Feste Quote an Ticket-Einnahmen

Spätestens im Jahr 2005 zogen die vier Verbundlandkreise Böblingen, Esslingen, Ludwigsburg und Rems-Murr mit dem damaligen Böblinger Landrat und aktuellen Regionalrat Bernhard Maier (Freie Wähler) gegen das Papier zu Felde. "Hier gehen dem Verband jährlich Millionenbeträge verloren", polterte Maier nicht nur einmal. Da die Bahn auch knapp ein Drittel der jährlich rund 350 Millionen Euro Ticket-Erlöse im VVS erhält, witterten die Landkreise eine gewaltige Überbezahlung. Zumal gar nicht so genau erfasst wird, welche Strecken die mehr als eine Million Fahrgäste täglich zurücklegen und mit welchen Verkehrsmitteln sie das tun. Die Kreise tippten bei dem Plus an Fahrgästen eher auf die von ihnen bestellten Buslinien.

Vor drei Jahren legten die Landräte ein Gutachten vor, wonach die Region die Regionalzüge tatsächlich doppelt und dreifach bezahle und damit möglicherweise auch gegen geltendes EU-Recht verstoße. Der Verband Region hielt mit einem eigenen Gutachten dagegen, nahm sich aber vor, den umstrittenen Vertrag trotzdem abzuschaffen und der Bahn dafür einen höheren Anteil an den Ticket-Einnahmen zuzugestehen. Ein Vorgehen, das auch das Land bevorzugt.

Denn das Innenministerium will von 2013 an das baden-württembergische Schienennetz in 15 Tranchen öffentlich ausschreiben. Der Vertrag der Region, der über Fahrscheineinnahmen hinaus auch gut eine halbe Million Euro aus Steuermitteln enthält, könnte da im Weg sein. Zumal der Verkehrsclub Deutschland 2010 Beschwerde gegen die Zahlungen bei der EU-Wettbewerbskommission einreichte. Land und Region mussten sich beim Bundesverkehrsministerium erklären, momentan liegt das Verfahren wieder in Brüssel, wie aus Stuttgart zu hören ist.

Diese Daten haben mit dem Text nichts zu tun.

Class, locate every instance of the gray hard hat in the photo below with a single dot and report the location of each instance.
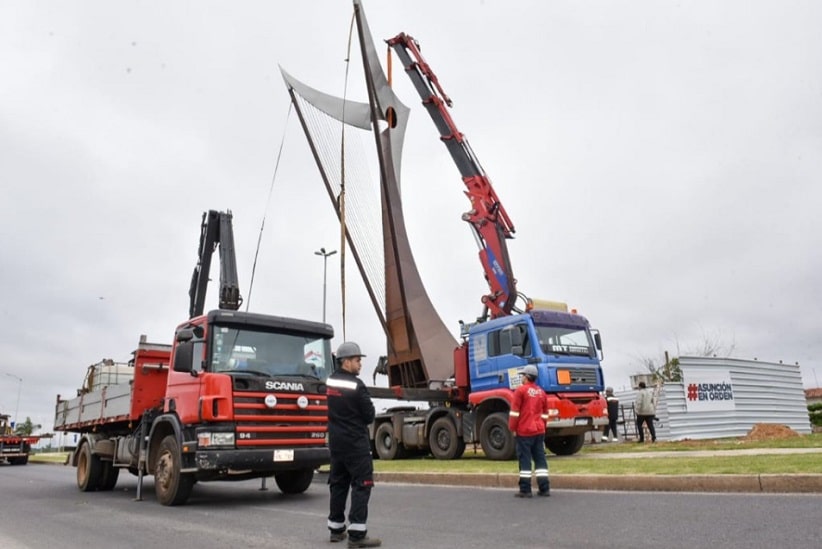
(348, 349)
(530, 371)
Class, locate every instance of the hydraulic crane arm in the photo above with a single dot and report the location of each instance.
(487, 217)
(217, 229)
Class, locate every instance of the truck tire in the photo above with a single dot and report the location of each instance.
(108, 476)
(565, 445)
(496, 439)
(443, 440)
(89, 469)
(294, 482)
(386, 445)
(170, 485)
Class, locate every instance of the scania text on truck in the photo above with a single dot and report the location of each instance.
(236, 396)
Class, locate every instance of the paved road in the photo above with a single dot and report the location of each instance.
(43, 508)
(781, 483)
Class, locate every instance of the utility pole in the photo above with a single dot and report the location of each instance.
(16, 406)
(322, 253)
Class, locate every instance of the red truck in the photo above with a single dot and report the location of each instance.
(468, 385)
(237, 395)
(14, 448)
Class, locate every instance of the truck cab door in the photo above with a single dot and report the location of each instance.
(184, 379)
(496, 354)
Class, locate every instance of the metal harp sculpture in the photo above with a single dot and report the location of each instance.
(420, 347)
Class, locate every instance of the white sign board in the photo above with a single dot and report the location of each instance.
(708, 390)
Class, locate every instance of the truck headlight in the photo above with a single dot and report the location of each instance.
(210, 440)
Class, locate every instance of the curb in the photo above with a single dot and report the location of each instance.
(771, 483)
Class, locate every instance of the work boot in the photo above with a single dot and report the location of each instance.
(364, 542)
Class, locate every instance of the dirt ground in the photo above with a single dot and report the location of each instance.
(770, 431)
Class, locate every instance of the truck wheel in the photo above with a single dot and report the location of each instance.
(89, 469)
(294, 482)
(565, 445)
(108, 477)
(444, 441)
(496, 439)
(386, 444)
(170, 485)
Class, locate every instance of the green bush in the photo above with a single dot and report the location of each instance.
(815, 413)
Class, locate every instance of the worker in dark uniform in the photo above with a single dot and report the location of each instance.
(350, 411)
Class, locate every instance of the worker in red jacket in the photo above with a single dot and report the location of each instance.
(527, 420)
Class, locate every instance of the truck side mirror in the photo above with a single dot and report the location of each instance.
(185, 334)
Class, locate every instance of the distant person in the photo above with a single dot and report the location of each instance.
(645, 412)
(527, 419)
(350, 411)
(613, 414)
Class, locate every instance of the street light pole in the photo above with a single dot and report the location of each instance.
(322, 253)
(16, 406)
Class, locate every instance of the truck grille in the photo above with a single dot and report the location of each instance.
(583, 376)
(285, 425)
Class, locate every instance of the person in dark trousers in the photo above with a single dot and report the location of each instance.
(613, 414)
(350, 411)
(527, 420)
(645, 412)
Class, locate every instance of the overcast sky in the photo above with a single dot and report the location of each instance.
(661, 162)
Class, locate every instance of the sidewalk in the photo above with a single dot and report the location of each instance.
(770, 483)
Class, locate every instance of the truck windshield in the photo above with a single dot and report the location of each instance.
(565, 340)
(269, 353)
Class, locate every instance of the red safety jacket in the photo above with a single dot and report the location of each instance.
(529, 411)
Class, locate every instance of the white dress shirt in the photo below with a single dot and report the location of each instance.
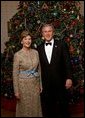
(49, 49)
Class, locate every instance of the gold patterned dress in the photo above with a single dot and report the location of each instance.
(27, 82)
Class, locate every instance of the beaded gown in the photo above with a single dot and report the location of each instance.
(27, 85)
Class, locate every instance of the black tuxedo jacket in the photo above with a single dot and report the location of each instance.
(55, 74)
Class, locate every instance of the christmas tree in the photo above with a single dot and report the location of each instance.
(69, 26)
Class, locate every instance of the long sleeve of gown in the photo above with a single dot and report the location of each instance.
(16, 73)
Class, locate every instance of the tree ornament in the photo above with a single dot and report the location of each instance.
(71, 49)
(25, 6)
(45, 7)
(67, 39)
(71, 35)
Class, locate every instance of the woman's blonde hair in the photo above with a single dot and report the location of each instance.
(24, 34)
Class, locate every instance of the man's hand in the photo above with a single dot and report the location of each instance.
(68, 83)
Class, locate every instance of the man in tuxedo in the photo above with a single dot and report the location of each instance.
(56, 74)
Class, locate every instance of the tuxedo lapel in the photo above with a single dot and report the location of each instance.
(44, 54)
(54, 52)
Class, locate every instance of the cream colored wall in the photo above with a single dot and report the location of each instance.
(8, 9)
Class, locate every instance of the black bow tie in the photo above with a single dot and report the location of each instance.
(48, 43)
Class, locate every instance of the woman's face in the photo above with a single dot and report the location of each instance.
(47, 33)
(26, 41)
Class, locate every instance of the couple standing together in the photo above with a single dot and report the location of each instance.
(41, 77)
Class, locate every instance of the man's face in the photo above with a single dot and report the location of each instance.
(47, 33)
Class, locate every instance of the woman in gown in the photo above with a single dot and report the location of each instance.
(27, 79)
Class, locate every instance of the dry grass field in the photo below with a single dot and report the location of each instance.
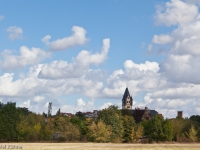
(101, 146)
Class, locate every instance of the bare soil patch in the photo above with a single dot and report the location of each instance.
(103, 146)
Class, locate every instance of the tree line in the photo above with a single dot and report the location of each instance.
(112, 125)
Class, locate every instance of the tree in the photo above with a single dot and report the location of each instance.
(192, 134)
(8, 122)
(99, 132)
(153, 128)
(58, 112)
(112, 117)
(139, 132)
(68, 131)
(49, 109)
(167, 130)
(128, 125)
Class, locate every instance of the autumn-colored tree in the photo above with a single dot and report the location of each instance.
(128, 125)
(99, 132)
(68, 131)
(192, 134)
(112, 117)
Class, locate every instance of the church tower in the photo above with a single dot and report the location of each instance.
(127, 100)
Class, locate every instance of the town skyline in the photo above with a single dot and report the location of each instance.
(82, 55)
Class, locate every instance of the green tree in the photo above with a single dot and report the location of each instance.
(154, 129)
(192, 134)
(128, 125)
(99, 132)
(167, 130)
(112, 117)
(58, 112)
(139, 132)
(8, 122)
(68, 131)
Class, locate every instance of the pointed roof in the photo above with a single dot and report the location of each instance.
(126, 94)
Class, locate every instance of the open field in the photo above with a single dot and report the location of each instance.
(100, 146)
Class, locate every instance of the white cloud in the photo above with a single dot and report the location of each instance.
(46, 39)
(151, 66)
(79, 66)
(1, 17)
(80, 106)
(15, 32)
(105, 105)
(38, 98)
(77, 38)
(176, 12)
(27, 57)
(162, 39)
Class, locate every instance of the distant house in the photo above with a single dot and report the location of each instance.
(93, 114)
(139, 114)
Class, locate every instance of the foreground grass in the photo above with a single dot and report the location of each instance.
(100, 146)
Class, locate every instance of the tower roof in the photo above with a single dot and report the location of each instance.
(126, 94)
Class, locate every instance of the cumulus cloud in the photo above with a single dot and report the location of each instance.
(132, 77)
(78, 67)
(26, 57)
(105, 105)
(162, 39)
(1, 17)
(175, 85)
(77, 38)
(174, 12)
(15, 32)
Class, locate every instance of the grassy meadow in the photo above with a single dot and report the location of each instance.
(102, 146)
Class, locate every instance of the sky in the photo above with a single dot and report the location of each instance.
(81, 55)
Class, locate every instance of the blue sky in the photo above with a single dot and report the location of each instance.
(81, 55)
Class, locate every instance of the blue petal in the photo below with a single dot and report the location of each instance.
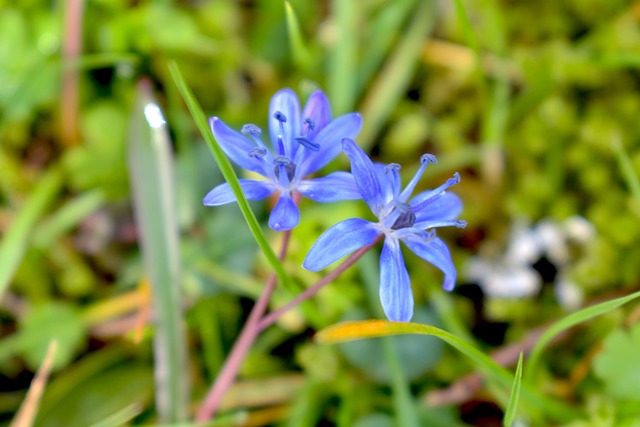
(341, 239)
(329, 139)
(446, 207)
(389, 181)
(318, 110)
(331, 188)
(364, 173)
(286, 102)
(253, 190)
(236, 146)
(432, 249)
(395, 286)
(285, 215)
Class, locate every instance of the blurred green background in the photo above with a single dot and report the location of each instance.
(535, 103)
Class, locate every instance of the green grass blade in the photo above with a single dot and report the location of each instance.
(541, 405)
(567, 322)
(405, 408)
(626, 166)
(396, 74)
(229, 175)
(381, 33)
(121, 417)
(299, 52)
(510, 414)
(16, 240)
(152, 177)
(68, 217)
(342, 72)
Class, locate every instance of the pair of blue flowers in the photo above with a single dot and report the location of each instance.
(304, 143)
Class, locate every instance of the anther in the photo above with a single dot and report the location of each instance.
(287, 164)
(251, 129)
(392, 167)
(280, 117)
(307, 143)
(308, 121)
(258, 152)
(428, 158)
(406, 219)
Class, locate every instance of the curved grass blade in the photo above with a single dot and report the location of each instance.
(16, 240)
(152, 178)
(229, 175)
(29, 409)
(299, 52)
(396, 74)
(571, 320)
(510, 415)
(540, 405)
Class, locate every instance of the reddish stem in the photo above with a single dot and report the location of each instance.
(311, 291)
(249, 333)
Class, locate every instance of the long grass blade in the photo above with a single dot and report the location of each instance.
(342, 72)
(152, 178)
(16, 240)
(347, 331)
(29, 409)
(571, 320)
(394, 77)
(299, 52)
(510, 414)
(229, 175)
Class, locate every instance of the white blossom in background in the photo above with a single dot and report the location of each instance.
(510, 274)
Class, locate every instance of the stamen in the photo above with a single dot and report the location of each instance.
(392, 167)
(280, 145)
(306, 143)
(310, 124)
(406, 219)
(428, 158)
(251, 129)
(422, 200)
(283, 162)
(258, 152)
(280, 117)
(425, 159)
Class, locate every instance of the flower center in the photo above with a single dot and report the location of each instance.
(405, 220)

Nach Jahren des Streits, in dessen Verlauf auch schon einmal ein Riss durch das bürgerliche Lager zwischen CDU und Freien Wählern ging, wendete sich im vergangenen Jahr das Blatt in der Regionalversammlung. Zunächst unterstützte Stuttgarts OB Wolfgang Schuster die Landräte, mit denen er sich sonst selten einig ist. Dann entschied sich die SPD erstmals gegen den Kurs der Regionalverwaltung, über die Regionalzüge nur im Verborgenen zu verhandeln, und beantragte im Rahmen der Haushaltsdebatte, die Summe für die Regionalzüge um zwei Millionen Euro geringer anzusetzen. Die Mehrheit folgte SPD und Freien Wählern gegen den Willen der Verwaltung.

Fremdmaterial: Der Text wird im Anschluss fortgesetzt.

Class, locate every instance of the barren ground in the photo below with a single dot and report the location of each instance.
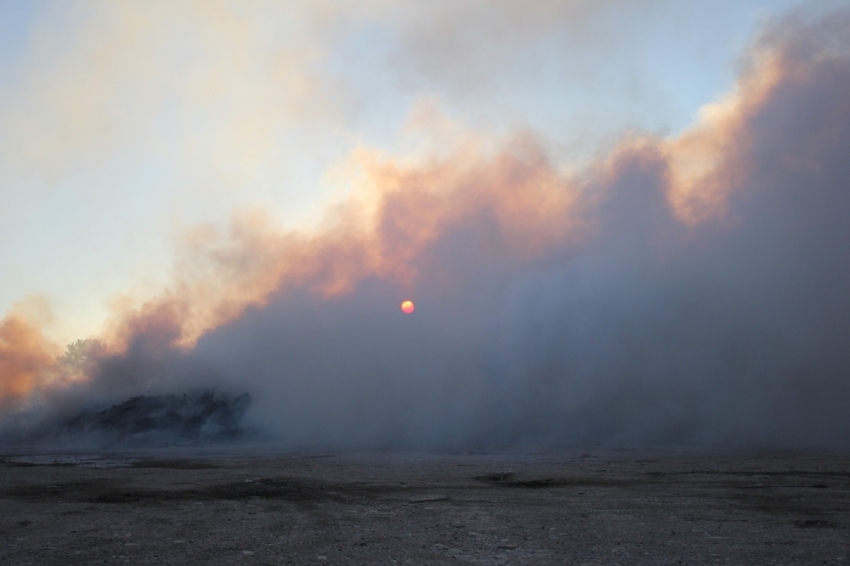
(553, 507)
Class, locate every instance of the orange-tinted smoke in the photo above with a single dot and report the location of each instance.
(380, 232)
(28, 360)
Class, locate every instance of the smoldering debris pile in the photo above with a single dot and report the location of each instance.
(160, 420)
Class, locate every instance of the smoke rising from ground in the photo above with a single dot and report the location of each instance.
(693, 290)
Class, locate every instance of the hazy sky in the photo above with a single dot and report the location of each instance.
(125, 126)
(621, 222)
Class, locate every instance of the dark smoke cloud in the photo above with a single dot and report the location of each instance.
(550, 310)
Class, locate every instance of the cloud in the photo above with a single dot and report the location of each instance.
(686, 290)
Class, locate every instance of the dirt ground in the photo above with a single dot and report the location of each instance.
(552, 507)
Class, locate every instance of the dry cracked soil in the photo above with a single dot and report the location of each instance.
(549, 507)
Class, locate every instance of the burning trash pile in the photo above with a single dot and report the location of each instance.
(150, 421)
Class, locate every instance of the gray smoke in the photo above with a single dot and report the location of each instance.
(732, 332)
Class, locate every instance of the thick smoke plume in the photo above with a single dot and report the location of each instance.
(693, 290)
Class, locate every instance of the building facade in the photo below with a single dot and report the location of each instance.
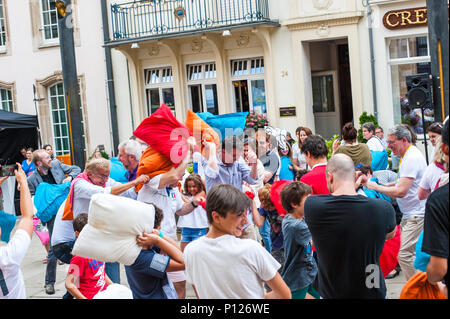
(31, 74)
(303, 63)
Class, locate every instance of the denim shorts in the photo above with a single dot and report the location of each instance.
(191, 234)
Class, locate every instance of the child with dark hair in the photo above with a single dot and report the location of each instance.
(300, 268)
(316, 151)
(195, 223)
(86, 277)
(222, 266)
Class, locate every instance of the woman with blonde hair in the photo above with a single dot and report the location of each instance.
(433, 172)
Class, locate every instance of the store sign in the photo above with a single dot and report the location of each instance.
(287, 111)
(406, 18)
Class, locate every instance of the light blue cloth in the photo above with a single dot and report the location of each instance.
(48, 198)
(380, 160)
(117, 171)
(285, 172)
(229, 124)
(7, 223)
(422, 258)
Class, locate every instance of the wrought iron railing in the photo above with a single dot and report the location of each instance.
(159, 17)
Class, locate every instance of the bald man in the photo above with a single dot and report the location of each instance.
(348, 231)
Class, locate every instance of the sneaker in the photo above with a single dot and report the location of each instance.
(49, 289)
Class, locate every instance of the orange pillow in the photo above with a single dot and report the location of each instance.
(418, 287)
(152, 163)
(201, 130)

Auch die Bahn bewegte sich 2010. Zunächst kam der Verband mit dem Unternehmen überein, den alten Vertrag aufzulösen und fürs Erste in eine feste Quote in Höhe von rund 4,4 Prozent an den Ticket-Einnahmen zu übersetzen. Damit werden auch für 2010 rund 17 Millionen Euro fällig.

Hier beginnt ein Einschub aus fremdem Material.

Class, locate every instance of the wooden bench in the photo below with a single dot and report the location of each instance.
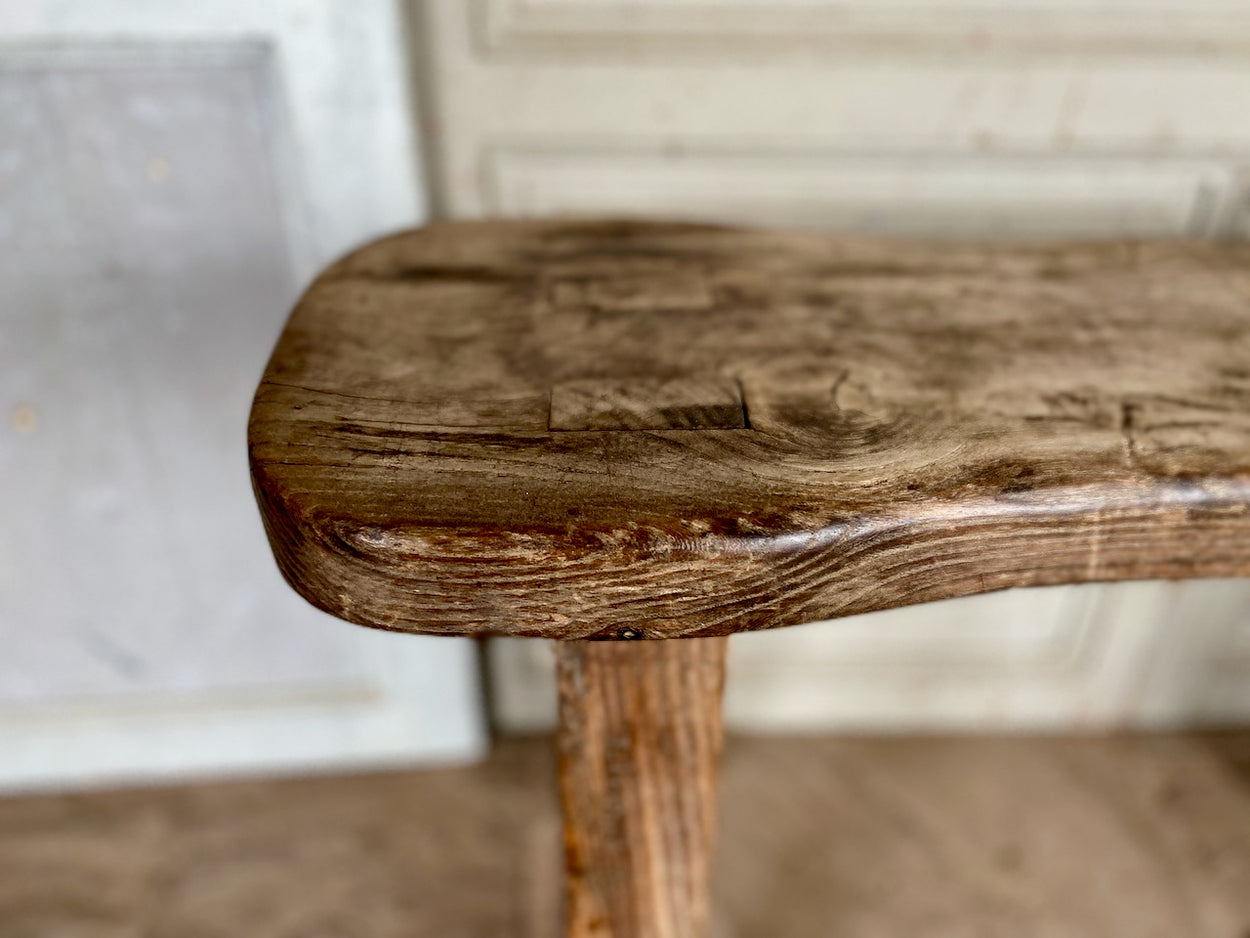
(633, 430)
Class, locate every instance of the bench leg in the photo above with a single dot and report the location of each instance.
(639, 744)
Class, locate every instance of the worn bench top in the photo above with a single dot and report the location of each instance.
(624, 429)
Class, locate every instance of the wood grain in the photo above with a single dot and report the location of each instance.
(639, 746)
(919, 422)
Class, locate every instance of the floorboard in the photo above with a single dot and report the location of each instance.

Die 15 Millionen, die dann für 2011 überwiesen werden, sind nach Einschätzung des Verbands schon weniger als der VVS-Tarif. Die Freien Wähler glauben dagegen, dass die Bahn jedes Jahr drei Millionen Euro zu viel bekommt. Region und Bahn werden noch öfter über die Regionalzüge verhandeln.